After items were picked up, I wanted to set up the camera and Jetson together to make sure they work, since initializing devices can often have compatibility problems. The first step was to flash the SD card with the image for the Linux operating system. Then, I inserted the microSD into the Jetson and connected the Jetson to a monitor. There were several issues with setup on the first attempt, related to running “sudo apt-get update.” This required me to flash the microSD, and to not update. I downloaded a demo program with “DepthAI” (which we likely will not use on the first attempt of writing code), and connected the camera. The result was a (somewhat) functional object detection. Currently, I am on track, since I anticipated setup to take more debugging efforts. Now, we can begin to run some smaller sample computer vision programs to determine the accuracy of card detection. I can also start profiling different methods of card detection, such as machine learning (which can usually guarantee a higher accuracy) and computer vision (which can be simpler but with no guarantee of accuracy).

Team’s Status Report for 15th February 2025

As a team, we made final decisions for the camera and Jetson products, then placed orders for them. We are ready to start creating a program for card detection, as well as working on the math required for card counting. We are trying to find an easy way to develop without moving the hardware around too much. For example, it would be nice if we could develop significant parts of a computer vision program without needing to actually connect the camera. We’ll work on how to make this process easy. We do not have any significant schedule changes or block diagram changes. The most significant risks would be a hardware device breaking, which could delay progress as we may need to order a replacement.

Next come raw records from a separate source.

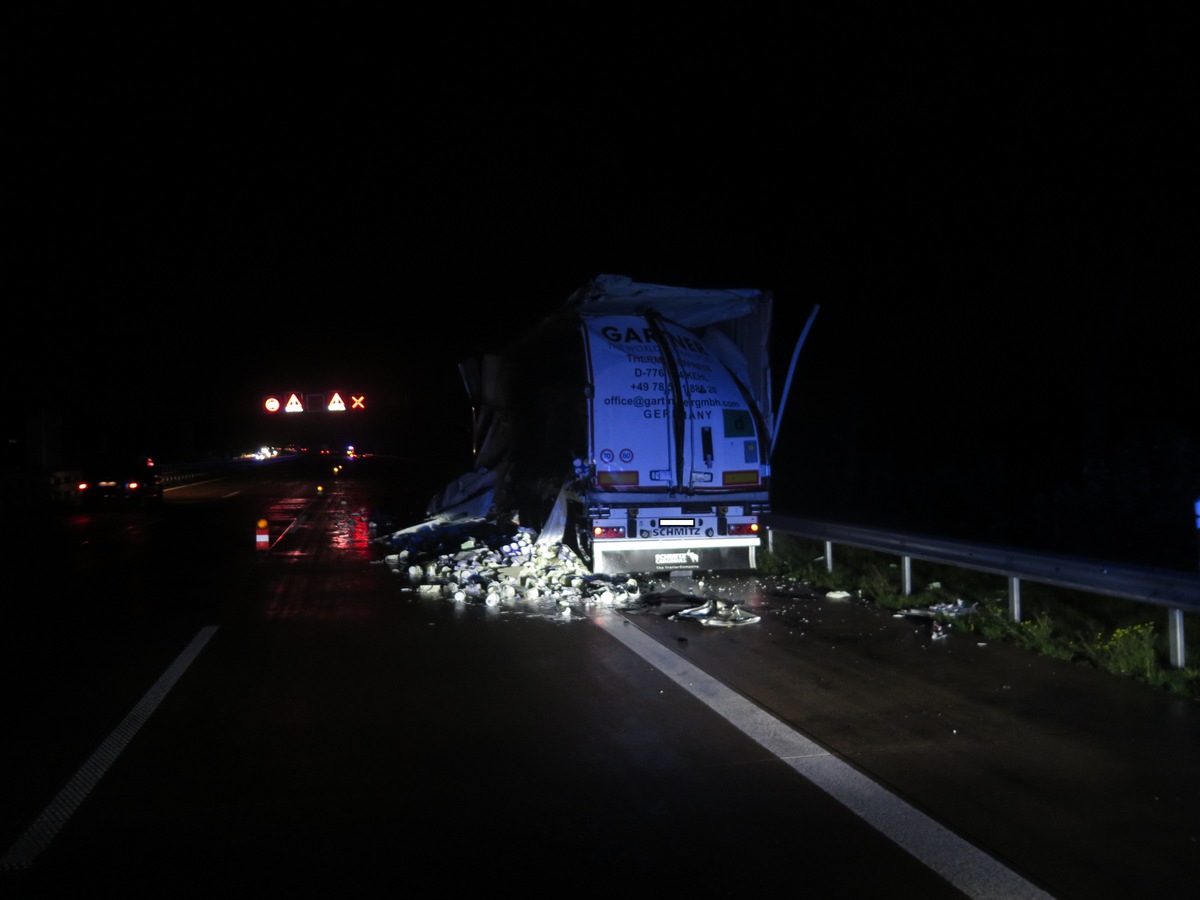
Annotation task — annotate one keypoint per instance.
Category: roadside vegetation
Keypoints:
(1121, 636)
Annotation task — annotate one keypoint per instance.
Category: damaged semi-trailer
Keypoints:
(635, 425)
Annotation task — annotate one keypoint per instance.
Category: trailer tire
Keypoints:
(579, 535)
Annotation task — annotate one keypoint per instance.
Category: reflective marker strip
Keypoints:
(40, 834)
(963, 864)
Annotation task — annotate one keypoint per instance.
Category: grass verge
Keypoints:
(1126, 637)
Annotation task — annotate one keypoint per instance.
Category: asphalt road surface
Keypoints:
(189, 713)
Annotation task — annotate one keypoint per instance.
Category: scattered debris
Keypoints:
(481, 561)
(954, 610)
(717, 612)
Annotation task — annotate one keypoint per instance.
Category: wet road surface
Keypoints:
(334, 730)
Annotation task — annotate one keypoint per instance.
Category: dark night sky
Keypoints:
(996, 232)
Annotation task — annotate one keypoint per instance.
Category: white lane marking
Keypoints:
(42, 831)
(963, 864)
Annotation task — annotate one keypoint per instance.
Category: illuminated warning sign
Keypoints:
(333, 402)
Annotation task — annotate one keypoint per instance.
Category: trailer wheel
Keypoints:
(579, 537)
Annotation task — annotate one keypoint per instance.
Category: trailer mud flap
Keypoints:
(624, 557)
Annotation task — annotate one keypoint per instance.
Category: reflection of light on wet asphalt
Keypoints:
(963, 864)
(351, 532)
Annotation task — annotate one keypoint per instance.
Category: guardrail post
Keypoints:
(1014, 598)
(1175, 637)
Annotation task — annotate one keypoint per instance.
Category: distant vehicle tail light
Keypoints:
(744, 528)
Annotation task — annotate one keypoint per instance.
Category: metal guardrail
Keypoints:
(1177, 592)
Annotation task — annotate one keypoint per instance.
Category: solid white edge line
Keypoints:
(42, 831)
(963, 864)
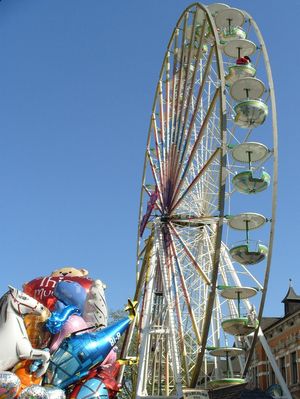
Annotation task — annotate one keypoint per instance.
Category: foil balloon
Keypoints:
(73, 324)
(15, 304)
(9, 385)
(92, 388)
(57, 319)
(110, 359)
(95, 310)
(69, 293)
(92, 383)
(27, 378)
(81, 352)
(37, 334)
(42, 288)
(55, 393)
(34, 392)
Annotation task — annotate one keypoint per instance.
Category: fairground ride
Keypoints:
(207, 209)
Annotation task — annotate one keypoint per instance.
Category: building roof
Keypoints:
(291, 296)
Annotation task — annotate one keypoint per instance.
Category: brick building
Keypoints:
(283, 337)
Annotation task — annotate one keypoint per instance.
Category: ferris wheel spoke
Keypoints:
(185, 292)
(197, 104)
(180, 328)
(162, 122)
(196, 145)
(190, 255)
(158, 151)
(196, 179)
(191, 86)
(157, 181)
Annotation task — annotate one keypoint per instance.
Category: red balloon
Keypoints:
(42, 288)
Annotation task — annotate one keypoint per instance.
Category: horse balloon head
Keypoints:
(24, 304)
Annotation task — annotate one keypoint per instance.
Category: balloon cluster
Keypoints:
(55, 342)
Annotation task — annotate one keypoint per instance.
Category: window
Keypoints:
(282, 367)
(294, 372)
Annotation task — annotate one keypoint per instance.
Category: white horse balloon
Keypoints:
(14, 341)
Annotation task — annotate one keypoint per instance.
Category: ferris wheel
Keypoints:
(207, 207)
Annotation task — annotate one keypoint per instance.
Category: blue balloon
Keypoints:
(69, 293)
(77, 354)
(93, 388)
(57, 319)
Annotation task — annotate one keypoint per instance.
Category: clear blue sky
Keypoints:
(77, 79)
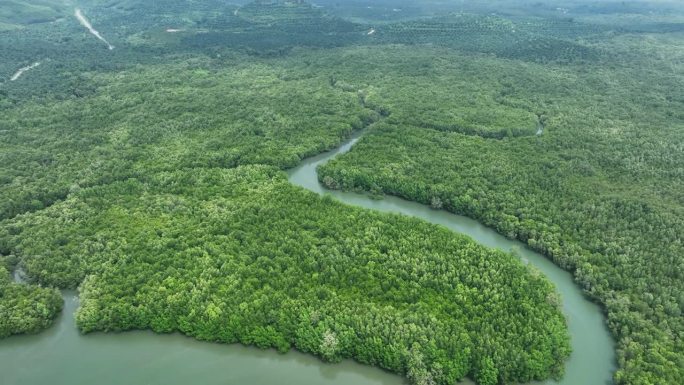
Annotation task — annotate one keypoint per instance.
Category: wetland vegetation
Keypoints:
(151, 177)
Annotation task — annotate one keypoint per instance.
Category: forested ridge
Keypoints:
(599, 190)
(149, 176)
(241, 255)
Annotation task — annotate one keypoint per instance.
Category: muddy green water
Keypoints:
(61, 356)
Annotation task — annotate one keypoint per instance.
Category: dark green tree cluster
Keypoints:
(109, 178)
(241, 255)
(144, 120)
(599, 190)
(26, 308)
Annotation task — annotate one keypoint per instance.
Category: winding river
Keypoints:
(62, 356)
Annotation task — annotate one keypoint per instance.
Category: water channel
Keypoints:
(62, 356)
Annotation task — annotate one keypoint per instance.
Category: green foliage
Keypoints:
(144, 120)
(110, 177)
(26, 308)
(599, 191)
(241, 255)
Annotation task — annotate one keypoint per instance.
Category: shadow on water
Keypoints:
(62, 356)
(593, 359)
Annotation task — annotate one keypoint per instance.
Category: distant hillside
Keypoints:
(18, 13)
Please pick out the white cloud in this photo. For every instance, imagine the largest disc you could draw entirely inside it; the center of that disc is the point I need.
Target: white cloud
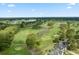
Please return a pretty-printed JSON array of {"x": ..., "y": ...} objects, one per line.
[
  {"x": 33, "y": 10},
  {"x": 72, "y": 4},
  {"x": 9, "y": 11},
  {"x": 2, "y": 3},
  {"x": 11, "y": 5},
  {"x": 69, "y": 7}
]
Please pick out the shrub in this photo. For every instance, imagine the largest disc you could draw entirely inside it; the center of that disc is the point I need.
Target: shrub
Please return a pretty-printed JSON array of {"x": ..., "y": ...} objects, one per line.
[{"x": 6, "y": 37}]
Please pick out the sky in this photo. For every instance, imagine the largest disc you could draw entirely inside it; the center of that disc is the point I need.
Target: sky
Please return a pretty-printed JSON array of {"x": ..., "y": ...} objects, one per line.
[{"x": 39, "y": 10}]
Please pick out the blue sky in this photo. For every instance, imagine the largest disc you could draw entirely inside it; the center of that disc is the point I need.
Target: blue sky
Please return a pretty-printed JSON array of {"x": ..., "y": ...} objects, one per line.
[{"x": 39, "y": 10}]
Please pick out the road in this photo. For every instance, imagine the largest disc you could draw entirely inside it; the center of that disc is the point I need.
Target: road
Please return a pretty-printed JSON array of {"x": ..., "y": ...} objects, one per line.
[{"x": 59, "y": 49}]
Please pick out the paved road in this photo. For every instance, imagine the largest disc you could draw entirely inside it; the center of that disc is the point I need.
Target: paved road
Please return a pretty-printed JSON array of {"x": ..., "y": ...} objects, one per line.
[{"x": 59, "y": 49}]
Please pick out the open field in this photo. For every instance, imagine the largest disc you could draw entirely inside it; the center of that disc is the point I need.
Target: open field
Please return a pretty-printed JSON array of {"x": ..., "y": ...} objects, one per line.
[{"x": 21, "y": 37}]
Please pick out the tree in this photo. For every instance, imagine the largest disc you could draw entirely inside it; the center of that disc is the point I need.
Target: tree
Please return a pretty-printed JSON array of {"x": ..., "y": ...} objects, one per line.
[
  {"x": 22, "y": 25},
  {"x": 6, "y": 37},
  {"x": 31, "y": 41}
]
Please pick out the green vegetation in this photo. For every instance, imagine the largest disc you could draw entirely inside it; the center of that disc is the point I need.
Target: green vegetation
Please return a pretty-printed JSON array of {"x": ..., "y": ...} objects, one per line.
[{"x": 24, "y": 37}]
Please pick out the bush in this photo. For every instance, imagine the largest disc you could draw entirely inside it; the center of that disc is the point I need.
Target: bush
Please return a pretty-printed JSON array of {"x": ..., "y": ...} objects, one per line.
[
  {"x": 31, "y": 41},
  {"x": 6, "y": 37}
]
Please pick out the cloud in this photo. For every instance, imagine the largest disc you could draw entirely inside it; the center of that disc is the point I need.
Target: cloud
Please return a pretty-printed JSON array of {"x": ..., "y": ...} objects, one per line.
[
  {"x": 69, "y": 7},
  {"x": 9, "y": 11},
  {"x": 11, "y": 5},
  {"x": 2, "y": 3},
  {"x": 33, "y": 10},
  {"x": 72, "y": 4}
]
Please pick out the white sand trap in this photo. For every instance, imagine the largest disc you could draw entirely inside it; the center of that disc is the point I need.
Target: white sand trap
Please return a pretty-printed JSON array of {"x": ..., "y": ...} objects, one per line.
[{"x": 18, "y": 48}]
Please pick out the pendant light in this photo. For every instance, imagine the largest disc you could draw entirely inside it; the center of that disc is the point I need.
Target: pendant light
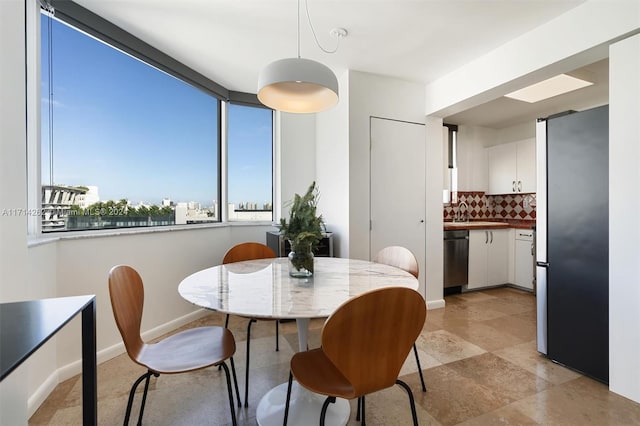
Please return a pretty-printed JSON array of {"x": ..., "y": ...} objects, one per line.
[{"x": 299, "y": 85}]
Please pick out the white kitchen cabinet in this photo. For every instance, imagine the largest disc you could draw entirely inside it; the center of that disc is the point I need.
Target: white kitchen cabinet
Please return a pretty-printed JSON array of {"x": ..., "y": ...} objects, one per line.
[
  {"x": 512, "y": 167},
  {"x": 524, "y": 258},
  {"x": 488, "y": 257}
]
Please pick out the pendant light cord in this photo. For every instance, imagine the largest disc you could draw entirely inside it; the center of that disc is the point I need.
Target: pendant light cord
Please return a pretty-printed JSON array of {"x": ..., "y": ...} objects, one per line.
[
  {"x": 338, "y": 35},
  {"x": 298, "y": 29}
]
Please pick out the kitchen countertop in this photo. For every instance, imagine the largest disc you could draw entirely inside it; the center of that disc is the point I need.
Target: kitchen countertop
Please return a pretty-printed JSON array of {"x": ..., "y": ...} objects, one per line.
[{"x": 485, "y": 225}]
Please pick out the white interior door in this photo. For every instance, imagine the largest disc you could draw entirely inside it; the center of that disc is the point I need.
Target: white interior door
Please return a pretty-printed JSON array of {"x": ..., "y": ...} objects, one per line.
[{"x": 397, "y": 190}]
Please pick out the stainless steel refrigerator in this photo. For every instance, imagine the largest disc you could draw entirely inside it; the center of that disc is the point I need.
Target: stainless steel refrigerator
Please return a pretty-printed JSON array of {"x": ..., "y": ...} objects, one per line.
[{"x": 572, "y": 246}]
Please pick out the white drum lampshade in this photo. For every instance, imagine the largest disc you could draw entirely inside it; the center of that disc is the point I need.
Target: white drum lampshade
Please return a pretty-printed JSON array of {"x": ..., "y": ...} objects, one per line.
[{"x": 297, "y": 85}]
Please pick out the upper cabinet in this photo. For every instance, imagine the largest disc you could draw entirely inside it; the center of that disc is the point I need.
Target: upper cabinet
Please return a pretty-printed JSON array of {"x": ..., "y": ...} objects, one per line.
[{"x": 512, "y": 167}]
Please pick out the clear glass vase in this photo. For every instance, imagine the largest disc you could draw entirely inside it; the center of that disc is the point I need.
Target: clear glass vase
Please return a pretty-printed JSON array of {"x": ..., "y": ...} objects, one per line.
[{"x": 301, "y": 261}]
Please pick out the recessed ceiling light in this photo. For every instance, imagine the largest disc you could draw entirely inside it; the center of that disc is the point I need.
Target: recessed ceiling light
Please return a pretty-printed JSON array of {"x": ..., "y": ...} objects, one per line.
[{"x": 546, "y": 89}]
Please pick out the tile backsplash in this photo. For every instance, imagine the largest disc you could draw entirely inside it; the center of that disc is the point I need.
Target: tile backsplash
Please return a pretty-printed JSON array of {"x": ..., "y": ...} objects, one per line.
[{"x": 520, "y": 207}]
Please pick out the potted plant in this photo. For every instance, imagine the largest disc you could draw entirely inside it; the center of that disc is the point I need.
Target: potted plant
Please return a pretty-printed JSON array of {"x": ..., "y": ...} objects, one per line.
[{"x": 304, "y": 231}]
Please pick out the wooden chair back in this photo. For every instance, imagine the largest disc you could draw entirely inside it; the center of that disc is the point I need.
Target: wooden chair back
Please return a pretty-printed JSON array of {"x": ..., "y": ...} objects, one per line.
[
  {"x": 369, "y": 337},
  {"x": 248, "y": 251},
  {"x": 127, "y": 299},
  {"x": 400, "y": 257}
]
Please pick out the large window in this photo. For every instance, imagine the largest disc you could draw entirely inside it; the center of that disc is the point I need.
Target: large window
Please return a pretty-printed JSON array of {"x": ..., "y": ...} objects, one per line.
[
  {"x": 250, "y": 163},
  {"x": 125, "y": 144}
]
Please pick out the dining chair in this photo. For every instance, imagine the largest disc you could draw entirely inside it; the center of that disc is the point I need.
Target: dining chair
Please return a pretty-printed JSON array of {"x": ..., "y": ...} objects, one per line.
[
  {"x": 239, "y": 253},
  {"x": 402, "y": 258},
  {"x": 185, "y": 351},
  {"x": 363, "y": 346}
]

We still have a contingency plan to develop a CUDA kernel for additional performance if accuracy and performance suffer with computer vision or a python ML model.

 

Nicholas wrote part A, Lohith wrote part B, and Joe wrote part C.

(A) The product does not strictly meet a specified need to public health, safety, or welfare, but rather is designed to ensure these factors are not infringed upon. This product is meant to teach people how to count cards when playing Blackjack at a Casino, as well as providing a fun user experience with friends to all learn as a group. However, we could see that if a product like this gained wide spread adoption, without proper boundaries, arguably public welfare and health might decline. We note that gambling addictions are real problems that need to be properly addressed and mitigated when making a product such as our own, so we have designed it to have constant reminders of safety and proper risk management when playing Blackjack. Luckily, since we are teaching players how to optimally play Blackjack, we are giving them a lower chance of losing money and causing themselves financial harm, but we still need to be aware of the real risk and issues associated with a gambling addiction. Through occasional warnings during gameplay and a warning when starting the system, we hope to mitigate possible issues related to public health, safety and welfare.

(B) This product meets needs with consideration to social factors. Blackjack can be and is often a social activity. Many people going to the casino will go with friends or family, and playing blackjack is often a bonding experience, since a game involving both luck and skill will usually prompt discussion between members of the table, with feelings of jubilation (winning a hand), disappointment (a correct play leading to a loss), or surprise (a misplay or a lucky card). Our product, which aims to help a beginner player make the right decisions when playing, will also help the player take part in these discussions and therefore increase their social interaction with friends and family. Even a person who goes alone can start interacting with other players (including the dealer as is often the case), and maybe make some friends along the way. 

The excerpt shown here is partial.